ContentMine / norma

Convert XML/SVG/PDF into normalised, sectioned, scholarly HTML
Apache License 2.0
36 stars 21 forks source link

Repository is unexpectedly large #71

Open ghost opened 7 years ago

ghost commented 7 years ago

The GitHub API gives the size of the Norma repository as 362425 KB and the AMI repository as 301415 KB.

The recent experience of two new developers, both of whom needed to buy additional hardware in order to be able to clone and work with these repositories, suggests that new users or developers are unlikely to expect these repositories to be so large.

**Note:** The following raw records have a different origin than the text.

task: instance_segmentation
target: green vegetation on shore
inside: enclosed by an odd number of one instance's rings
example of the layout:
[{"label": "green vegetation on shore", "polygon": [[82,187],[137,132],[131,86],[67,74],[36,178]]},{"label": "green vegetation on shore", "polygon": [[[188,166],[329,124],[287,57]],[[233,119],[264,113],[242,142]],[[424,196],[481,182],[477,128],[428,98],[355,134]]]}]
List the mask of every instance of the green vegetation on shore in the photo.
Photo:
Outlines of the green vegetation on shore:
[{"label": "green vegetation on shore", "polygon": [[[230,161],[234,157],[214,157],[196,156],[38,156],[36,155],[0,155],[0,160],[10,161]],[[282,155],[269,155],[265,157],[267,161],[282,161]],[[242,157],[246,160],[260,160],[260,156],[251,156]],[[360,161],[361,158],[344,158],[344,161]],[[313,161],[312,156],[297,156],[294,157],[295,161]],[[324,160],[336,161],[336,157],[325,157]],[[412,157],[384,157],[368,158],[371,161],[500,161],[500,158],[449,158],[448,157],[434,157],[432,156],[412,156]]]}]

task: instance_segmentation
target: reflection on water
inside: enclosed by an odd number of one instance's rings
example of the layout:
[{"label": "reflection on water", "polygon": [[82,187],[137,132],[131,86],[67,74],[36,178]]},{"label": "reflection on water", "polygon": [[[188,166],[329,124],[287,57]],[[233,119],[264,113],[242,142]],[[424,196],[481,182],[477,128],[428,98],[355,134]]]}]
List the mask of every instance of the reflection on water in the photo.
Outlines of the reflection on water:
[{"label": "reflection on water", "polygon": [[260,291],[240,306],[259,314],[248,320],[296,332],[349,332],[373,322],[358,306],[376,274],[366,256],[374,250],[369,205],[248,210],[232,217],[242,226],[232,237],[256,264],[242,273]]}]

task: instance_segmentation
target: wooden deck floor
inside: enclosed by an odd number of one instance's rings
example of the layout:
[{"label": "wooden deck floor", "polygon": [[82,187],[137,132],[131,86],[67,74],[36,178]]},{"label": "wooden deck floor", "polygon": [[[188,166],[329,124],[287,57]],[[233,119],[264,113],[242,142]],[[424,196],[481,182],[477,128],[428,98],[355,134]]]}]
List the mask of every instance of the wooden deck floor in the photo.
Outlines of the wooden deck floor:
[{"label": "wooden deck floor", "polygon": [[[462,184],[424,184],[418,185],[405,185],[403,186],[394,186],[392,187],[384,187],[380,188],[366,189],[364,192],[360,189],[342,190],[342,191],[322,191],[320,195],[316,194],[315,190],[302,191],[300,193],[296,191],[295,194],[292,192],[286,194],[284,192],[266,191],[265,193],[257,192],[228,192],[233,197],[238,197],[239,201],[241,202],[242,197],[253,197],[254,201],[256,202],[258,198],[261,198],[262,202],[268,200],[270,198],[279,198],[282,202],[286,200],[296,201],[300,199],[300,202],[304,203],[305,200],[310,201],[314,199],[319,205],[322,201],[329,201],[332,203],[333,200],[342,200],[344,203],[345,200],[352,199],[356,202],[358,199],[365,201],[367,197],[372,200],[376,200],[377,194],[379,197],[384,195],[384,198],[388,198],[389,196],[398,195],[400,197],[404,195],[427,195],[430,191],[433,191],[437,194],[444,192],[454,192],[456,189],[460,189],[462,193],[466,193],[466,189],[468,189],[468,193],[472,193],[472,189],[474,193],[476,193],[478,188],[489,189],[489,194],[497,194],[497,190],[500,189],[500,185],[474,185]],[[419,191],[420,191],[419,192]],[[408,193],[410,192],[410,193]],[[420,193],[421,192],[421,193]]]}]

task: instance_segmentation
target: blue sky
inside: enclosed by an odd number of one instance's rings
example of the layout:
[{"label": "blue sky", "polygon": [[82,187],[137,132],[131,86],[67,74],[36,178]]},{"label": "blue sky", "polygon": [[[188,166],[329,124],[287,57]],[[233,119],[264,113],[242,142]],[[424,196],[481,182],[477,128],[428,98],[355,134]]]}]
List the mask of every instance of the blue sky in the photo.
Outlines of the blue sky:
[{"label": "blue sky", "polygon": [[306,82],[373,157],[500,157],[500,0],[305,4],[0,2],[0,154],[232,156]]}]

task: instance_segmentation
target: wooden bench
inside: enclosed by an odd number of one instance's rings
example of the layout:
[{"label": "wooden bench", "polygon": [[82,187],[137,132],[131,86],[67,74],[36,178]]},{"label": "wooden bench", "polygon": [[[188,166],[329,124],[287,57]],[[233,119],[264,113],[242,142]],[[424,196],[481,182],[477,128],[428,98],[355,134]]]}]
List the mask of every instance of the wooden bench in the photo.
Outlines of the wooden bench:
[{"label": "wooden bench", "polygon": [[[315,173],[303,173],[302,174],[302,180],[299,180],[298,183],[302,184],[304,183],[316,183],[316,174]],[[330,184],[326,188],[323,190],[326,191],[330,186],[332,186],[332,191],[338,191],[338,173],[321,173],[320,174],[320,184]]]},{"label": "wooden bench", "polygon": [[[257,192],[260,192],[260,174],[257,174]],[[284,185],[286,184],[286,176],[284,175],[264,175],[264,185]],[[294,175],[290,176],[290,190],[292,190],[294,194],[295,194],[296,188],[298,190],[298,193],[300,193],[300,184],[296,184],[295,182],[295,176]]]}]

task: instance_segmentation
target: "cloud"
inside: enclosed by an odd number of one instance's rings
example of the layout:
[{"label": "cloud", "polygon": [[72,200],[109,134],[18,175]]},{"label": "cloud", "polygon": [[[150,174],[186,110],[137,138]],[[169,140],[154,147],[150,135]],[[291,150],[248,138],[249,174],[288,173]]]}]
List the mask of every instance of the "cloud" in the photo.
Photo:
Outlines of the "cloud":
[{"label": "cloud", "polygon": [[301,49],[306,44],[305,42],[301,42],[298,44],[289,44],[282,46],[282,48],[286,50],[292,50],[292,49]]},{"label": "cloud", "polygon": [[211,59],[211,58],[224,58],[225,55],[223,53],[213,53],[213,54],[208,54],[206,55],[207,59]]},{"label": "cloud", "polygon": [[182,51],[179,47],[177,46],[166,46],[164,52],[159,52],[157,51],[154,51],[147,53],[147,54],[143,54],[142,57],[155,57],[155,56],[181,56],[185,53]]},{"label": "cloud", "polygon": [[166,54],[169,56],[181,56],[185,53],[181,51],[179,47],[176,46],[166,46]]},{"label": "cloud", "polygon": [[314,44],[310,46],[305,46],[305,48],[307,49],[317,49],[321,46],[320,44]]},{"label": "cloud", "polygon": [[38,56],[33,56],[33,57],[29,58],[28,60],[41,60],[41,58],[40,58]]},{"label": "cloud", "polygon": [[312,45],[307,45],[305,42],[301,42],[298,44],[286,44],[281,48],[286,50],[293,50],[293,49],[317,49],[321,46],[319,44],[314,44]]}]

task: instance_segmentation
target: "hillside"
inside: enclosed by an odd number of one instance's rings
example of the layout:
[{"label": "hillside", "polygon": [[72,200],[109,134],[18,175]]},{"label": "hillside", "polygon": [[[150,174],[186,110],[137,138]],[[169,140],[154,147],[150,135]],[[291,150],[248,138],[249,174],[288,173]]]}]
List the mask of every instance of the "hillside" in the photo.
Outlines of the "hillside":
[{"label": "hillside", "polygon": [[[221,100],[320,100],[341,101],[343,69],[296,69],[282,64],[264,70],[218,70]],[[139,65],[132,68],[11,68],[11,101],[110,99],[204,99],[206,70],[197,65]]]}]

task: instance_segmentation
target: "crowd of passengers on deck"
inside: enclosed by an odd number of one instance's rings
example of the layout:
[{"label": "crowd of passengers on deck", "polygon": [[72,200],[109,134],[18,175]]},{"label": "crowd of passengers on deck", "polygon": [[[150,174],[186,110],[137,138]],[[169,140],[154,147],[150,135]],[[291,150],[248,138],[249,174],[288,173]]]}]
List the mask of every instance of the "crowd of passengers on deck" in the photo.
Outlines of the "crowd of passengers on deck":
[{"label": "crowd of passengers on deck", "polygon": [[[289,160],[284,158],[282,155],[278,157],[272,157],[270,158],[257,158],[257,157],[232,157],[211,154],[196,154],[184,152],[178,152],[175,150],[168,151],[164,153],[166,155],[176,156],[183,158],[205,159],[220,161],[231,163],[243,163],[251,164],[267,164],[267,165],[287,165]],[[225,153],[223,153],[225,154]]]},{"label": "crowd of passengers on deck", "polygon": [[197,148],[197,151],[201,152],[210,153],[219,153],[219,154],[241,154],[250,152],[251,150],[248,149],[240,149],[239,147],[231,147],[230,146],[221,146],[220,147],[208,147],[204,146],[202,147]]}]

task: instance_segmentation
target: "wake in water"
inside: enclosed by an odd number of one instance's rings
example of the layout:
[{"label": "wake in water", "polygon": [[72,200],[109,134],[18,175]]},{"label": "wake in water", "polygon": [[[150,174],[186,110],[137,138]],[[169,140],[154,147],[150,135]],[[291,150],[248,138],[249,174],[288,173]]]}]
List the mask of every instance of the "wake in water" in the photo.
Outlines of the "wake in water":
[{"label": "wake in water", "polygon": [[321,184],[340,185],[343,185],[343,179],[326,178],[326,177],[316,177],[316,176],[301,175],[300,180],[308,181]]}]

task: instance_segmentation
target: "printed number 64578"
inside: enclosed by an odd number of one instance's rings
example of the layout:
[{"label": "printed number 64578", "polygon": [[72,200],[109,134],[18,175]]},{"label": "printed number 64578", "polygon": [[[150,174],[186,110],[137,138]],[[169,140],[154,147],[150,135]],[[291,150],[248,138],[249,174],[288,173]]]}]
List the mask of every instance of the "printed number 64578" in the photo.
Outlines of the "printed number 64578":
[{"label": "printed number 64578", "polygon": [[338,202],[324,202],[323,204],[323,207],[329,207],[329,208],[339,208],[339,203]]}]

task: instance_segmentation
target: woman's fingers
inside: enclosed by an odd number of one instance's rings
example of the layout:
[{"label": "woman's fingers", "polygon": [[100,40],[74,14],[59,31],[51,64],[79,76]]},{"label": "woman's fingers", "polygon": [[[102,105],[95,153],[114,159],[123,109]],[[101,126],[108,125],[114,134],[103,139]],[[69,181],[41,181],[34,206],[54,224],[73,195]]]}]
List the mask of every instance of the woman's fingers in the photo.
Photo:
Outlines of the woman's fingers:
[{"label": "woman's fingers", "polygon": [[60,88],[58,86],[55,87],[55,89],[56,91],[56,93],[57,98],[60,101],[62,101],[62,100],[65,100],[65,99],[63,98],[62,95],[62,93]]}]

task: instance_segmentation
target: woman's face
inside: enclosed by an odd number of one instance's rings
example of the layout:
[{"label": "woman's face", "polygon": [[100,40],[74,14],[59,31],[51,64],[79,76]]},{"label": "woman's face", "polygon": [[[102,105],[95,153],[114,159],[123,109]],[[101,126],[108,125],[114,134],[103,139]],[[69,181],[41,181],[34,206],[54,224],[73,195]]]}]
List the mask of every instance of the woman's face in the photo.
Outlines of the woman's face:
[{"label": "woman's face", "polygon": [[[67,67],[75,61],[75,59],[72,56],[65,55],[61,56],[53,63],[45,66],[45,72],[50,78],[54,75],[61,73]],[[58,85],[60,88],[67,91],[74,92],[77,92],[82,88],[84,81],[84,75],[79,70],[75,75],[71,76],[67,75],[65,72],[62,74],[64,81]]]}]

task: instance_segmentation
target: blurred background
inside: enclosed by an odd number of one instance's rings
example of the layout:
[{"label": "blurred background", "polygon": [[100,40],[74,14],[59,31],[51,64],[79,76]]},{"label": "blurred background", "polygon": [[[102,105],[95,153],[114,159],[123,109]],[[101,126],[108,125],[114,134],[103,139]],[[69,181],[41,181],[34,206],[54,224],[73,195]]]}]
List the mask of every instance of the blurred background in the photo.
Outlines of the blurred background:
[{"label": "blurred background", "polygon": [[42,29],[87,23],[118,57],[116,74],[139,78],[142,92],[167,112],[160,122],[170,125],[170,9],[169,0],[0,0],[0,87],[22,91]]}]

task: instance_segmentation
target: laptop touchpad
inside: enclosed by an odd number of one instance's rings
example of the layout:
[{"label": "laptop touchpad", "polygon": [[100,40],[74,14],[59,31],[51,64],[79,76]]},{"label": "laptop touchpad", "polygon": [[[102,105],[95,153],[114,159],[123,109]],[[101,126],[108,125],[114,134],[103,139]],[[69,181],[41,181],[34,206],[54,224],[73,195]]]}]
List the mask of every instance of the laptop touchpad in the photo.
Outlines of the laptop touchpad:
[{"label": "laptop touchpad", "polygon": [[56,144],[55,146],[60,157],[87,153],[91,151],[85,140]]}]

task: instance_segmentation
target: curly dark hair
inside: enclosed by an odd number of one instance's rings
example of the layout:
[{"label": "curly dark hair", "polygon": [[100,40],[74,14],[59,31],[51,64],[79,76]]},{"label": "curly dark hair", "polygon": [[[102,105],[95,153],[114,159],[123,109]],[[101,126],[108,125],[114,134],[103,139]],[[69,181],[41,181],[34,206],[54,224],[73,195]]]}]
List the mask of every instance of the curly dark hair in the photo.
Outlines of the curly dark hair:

Ways of reducing the size of the repositories should be investigated. For instance, could the repositories' test corpora be factored out into a different module that can be shared, as a dependency, between Norma, AMI, and perhaps other modules in the AMI stack?

(Corresponding AMI issue: https://github.com/ContentMine/ami/issues/70 .)

mdales commented 5 years ago

This is a problem when trying to create a docker image from these tools. As of today:

I can filter out test and git from going into the docker setup, but the build process for normami generates a debian file (that isn't used AFAICT in running the tools) which relies on some example files from test (locally I've just commented out making the deb file for now).

Once filtered, there's only 350MB left used to build the image (5% of the storage!). That could go down more I suspect, but it'd be a massive start to just move the test data and then purge the git history of this data.

Git really isn't the best place to store large test data, or if you are going to do this you at least want it in a submodule, so that the main repository can remain lean. Git LFS may also be a solution here.

petermr commented 5 years ago

Agreed. The *.deb is not critical. Some people used it in the past. The appassembler script included it from way back. Yes, the test and git can be dropped as well. The test stuff needs purging anyway but that's a month of my time I suspect. Happy to talk about the best strategy when we meet. Docker will be critical to our future plans. I hope to demo it at Oxford in Sept.